On one hand, not even the most rabid American Idol addict — even someone who’s, say, starting to think of the SIMS people in the show’s opening credits as a second family — could’ve scripted a better story arc than the one we got for the final Tuesday-night performance episode of season 8. In Adam Lambert and Kris Allen, we were treated to two wickedly different types of singers, bonded by mutual admiration and respect, singing not so much to win our votes, but rather, to win our hearts. (”We just came to give a good show,” was how Kris so succinctly put it.)
And indeed, there was Adam, his falsetto swooping across the Nokia Theater like some rare, exotic bird, fanning out his feathers of vocal virtuosity and unflinching showmanship, without which this season of Idol might never have left the ground. (Whoa! That sentence just outed itself!) And there was Kris, behind the piano one minute, strumming his acoustic guitar the next, getting our attention with a whisper, and reminding us that his own brand of magic, while more subdued than Adam’s, is just as powerful. I say this without the slightest hesitation or embarrassment: I can’t wait to buy my first Adam Lambert concert ticket. I’m counting the days till I can download Kris Allen’s debut CD. And, despite that promise I made a couple weeks ago to dye my hair Allison Iraheta red if Adam doesn’t take home the season 8 crown, I’ll have a smile on my face when I finish my live-blog of Wednesday night’s season finale sometime around 10:15 p.m. EDT. (Look for it at popwatch.ew.com, and do comment like crazy using our new ”CoverItLive!” technology!)
And yet, would it really be season 8 of Idol if there wasn’t the intermittent sinking feeling that Idol‘s producers are, at heart, NCIS megafans, hellbent on surreptitiously torpedoing their own program for the greater glory of Mark Harmon? I mean, why hamstring Kris and Adam by demanding they choose a ”greatest hit” from earlier in the season, instead of giving them the freedom to pull a David Cook, who offered up a brand-new performance (of Collective Soul’s ”The World I Know”) during Top 2 night during season 7? I know I can’t be the only one who thinks repeat Idol performances are always something of a letdown, since they always lack that essential element of surprise that’s absolutely essential for creating an ”Idol Moment.” I mean, why not just replay footage of the earlier performances and let the judges weigh in on that? (Okay, now I’m being too curmudgeonly by half.)
What’s more, why, at a point in the season when our two young finalists have more than proven their artistic mettle, were they forced to dance to Idol creator Simon Fuller’s socially conscious tune, rather than be allowed to choose their own numbers?

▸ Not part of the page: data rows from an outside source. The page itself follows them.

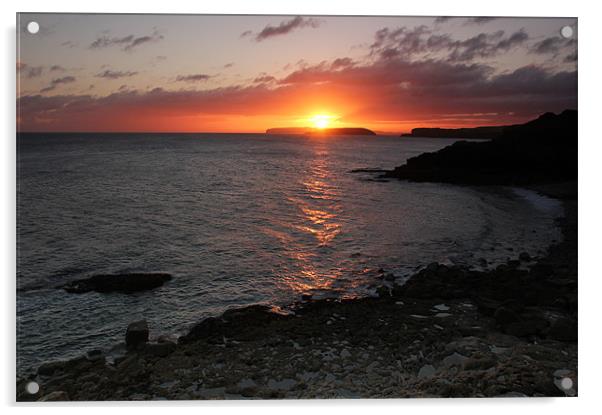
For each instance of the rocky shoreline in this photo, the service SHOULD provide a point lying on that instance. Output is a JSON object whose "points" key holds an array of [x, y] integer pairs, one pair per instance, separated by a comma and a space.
{"points": [[448, 332]]}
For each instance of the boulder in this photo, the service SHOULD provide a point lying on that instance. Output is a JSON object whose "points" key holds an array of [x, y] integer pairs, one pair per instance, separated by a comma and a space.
{"points": [[504, 316], [48, 368], [160, 349], [136, 334], [55, 396], [563, 329], [124, 283]]}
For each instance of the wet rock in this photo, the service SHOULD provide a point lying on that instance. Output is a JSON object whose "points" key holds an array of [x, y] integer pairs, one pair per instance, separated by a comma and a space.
{"points": [[282, 385], [504, 316], [49, 368], [136, 334], [479, 363], [383, 292], [525, 328], [124, 283], [563, 329], [95, 355], [426, 371], [160, 349], [454, 359], [55, 396], [247, 387]]}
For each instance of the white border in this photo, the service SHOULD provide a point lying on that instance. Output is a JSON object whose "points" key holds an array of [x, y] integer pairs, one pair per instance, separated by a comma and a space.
{"points": [[590, 209]]}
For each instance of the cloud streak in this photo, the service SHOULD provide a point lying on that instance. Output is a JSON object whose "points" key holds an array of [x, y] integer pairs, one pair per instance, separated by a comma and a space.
{"points": [[126, 43], [394, 43], [283, 28], [200, 77], [58, 81], [108, 74]]}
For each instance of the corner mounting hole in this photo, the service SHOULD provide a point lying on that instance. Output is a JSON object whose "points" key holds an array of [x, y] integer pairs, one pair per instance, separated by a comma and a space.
{"points": [[566, 383], [32, 388], [566, 32], [33, 27]]}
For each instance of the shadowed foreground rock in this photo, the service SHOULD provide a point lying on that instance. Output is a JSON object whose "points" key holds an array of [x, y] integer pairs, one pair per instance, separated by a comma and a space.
{"points": [[124, 283], [449, 332], [136, 334]]}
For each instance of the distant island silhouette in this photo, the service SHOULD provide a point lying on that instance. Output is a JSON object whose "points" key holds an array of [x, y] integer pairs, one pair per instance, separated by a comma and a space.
{"points": [[320, 131]]}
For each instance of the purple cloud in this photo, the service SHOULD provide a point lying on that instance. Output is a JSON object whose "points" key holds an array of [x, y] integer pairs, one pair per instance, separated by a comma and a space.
{"points": [[284, 28]]}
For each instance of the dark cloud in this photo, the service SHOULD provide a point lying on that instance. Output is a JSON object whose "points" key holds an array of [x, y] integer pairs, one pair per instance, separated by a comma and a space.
{"points": [[108, 74], [193, 78], [58, 81], [264, 79], [69, 44], [486, 45], [552, 45], [479, 20], [126, 43], [29, 71], [34, 71], [283, 28], [404, 42], [341, 63], [571, 57], [105, 41]]}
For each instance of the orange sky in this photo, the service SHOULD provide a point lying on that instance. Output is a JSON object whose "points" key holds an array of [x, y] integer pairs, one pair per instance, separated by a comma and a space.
{"points": [[389, 74]]}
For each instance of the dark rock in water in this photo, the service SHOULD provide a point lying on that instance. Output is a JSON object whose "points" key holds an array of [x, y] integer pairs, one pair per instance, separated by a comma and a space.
{"points": [[48, 368], [232, 321], [524, 328], [124, 283], [383, 291], [563, 329], [136, 334], [505, 316], [55, 396], [95, 354], [160, 349]]}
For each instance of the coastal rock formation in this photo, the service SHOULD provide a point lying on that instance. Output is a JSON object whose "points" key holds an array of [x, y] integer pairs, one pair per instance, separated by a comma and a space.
{"points": [[449, 332], [136, 334], [470, 133], [540, 151], [124, 283]]}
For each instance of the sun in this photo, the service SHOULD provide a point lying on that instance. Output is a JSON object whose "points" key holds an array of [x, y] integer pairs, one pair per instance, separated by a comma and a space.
{"points": [[321, 121]]}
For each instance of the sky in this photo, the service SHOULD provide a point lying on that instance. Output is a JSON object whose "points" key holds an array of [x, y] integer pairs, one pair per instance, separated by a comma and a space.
{"points": [[218, 73]]}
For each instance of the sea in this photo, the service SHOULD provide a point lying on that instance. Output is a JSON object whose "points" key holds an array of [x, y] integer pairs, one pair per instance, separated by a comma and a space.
{"points": [[237, 219]]}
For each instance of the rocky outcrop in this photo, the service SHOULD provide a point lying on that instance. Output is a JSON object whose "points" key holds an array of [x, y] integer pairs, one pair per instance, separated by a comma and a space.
{"points": [[136, 334], [124, 283], [468, 133], [543, 150]]}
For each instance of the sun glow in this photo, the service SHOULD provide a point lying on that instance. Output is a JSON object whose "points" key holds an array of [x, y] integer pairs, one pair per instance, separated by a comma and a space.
{"points": [[321, 120]]}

Oh, and don’t even get me started on that bloated corpse of a coronation song that bobbed horrifically across the final 15 minutes of Tuesday’s telecast, threatening to turn my favorite TV show into some kind of torture-porn horror flick like Saw or Hostel or Texas Chainsaw: I Left the Theater After 15 Minutes. Yes, ”This Is My Now” sounds like a rejected cut off the Mulan soundtrack, and sure, ”Time of My Life” contains the phrase ”magic rainbow,” but at least those prior coronation songs had melodies. ”No Boundaries,” co-written by Kara DioGuardi, ’90s pop chanteuse Cathy Dennis (who also wrote Britney Spears’ ”Toxic”), and Mitch Allan.

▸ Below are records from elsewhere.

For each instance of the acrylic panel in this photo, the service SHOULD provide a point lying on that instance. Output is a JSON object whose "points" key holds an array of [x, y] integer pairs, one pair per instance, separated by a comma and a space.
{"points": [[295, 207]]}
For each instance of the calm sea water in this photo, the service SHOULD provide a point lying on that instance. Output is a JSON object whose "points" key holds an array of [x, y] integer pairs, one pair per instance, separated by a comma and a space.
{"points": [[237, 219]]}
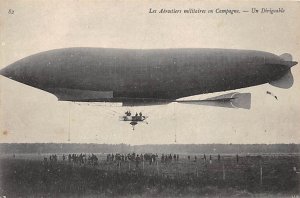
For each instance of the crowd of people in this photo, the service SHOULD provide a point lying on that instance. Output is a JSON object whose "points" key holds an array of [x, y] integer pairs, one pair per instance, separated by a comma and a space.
{"points": [[92, 159]]}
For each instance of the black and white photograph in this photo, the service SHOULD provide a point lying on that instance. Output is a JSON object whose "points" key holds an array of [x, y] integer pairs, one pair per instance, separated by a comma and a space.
{"points": [[128, 98]]}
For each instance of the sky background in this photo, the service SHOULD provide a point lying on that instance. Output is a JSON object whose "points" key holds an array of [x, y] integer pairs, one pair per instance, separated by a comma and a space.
{"points": [[31, 115]]}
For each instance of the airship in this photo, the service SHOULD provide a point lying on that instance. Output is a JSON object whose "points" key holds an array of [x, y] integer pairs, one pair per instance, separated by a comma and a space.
{"points": [[151, 76]]}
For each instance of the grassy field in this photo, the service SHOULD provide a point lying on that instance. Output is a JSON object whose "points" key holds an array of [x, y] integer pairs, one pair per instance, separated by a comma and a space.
{"points": [[267, 175]]}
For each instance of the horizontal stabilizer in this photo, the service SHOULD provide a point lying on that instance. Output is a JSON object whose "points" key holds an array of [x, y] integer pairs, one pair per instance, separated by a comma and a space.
{"points": [[286, 57], [285, 82], [231, 100]]}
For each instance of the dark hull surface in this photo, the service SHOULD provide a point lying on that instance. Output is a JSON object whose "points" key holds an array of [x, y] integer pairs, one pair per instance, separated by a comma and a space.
{"points": [[99, 74]]}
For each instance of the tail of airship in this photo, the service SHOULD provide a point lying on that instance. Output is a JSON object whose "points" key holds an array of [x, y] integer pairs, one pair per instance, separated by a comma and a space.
{"points": [[286, 81], [230, 100]]}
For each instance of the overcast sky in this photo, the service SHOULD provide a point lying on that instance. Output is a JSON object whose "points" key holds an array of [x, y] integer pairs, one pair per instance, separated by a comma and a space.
{"points": [[31, 115]]}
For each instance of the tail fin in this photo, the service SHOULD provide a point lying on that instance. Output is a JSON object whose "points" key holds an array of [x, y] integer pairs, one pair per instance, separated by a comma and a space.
{"points": [[231, 100], [287, 80]]}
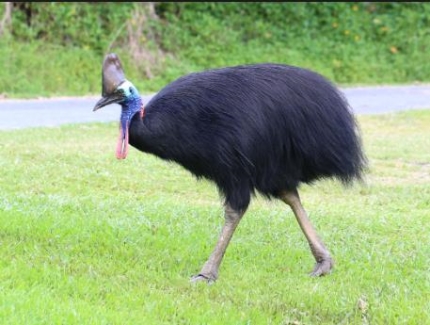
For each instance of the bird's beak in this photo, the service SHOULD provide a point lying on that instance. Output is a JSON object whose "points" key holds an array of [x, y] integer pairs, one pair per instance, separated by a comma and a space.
{"points": [[106, 100]]}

Yes, folks, I know I’ve been against the ”fourth judge” since back before Paula started predicting this season’s Top 2, but really, you have to admit that ”No Boundaries” was the moldy olive atop the triple-decker s— sandwich of Kara’s tenure on the show. Honestly, the woman has some songwriting ability — anyone who’s heard Kelly Clarkson’s ”Walk Away,” or Xtina’s ”Ain’t No Other Man,” or (forgive me) Ashlee Simpson’s ”Pieces of Me” knows this — but these so-called lyrics! Let us pause and consider:
With every step you climb another mountain
With every breath it’s harder to believe
You’ll make it through the pain
Weather the hurricane
To get to that one thing
And, look, this isn’t even getting into the ”You can go higher! You can go deeper!” bridge. The only positive outcome of ”No Boundaries,” in fact, is that I now get to use the word ”nincompoop” in a TV Watch for the first time in 2009.
Kara DioGuardi, you are a nincompoop!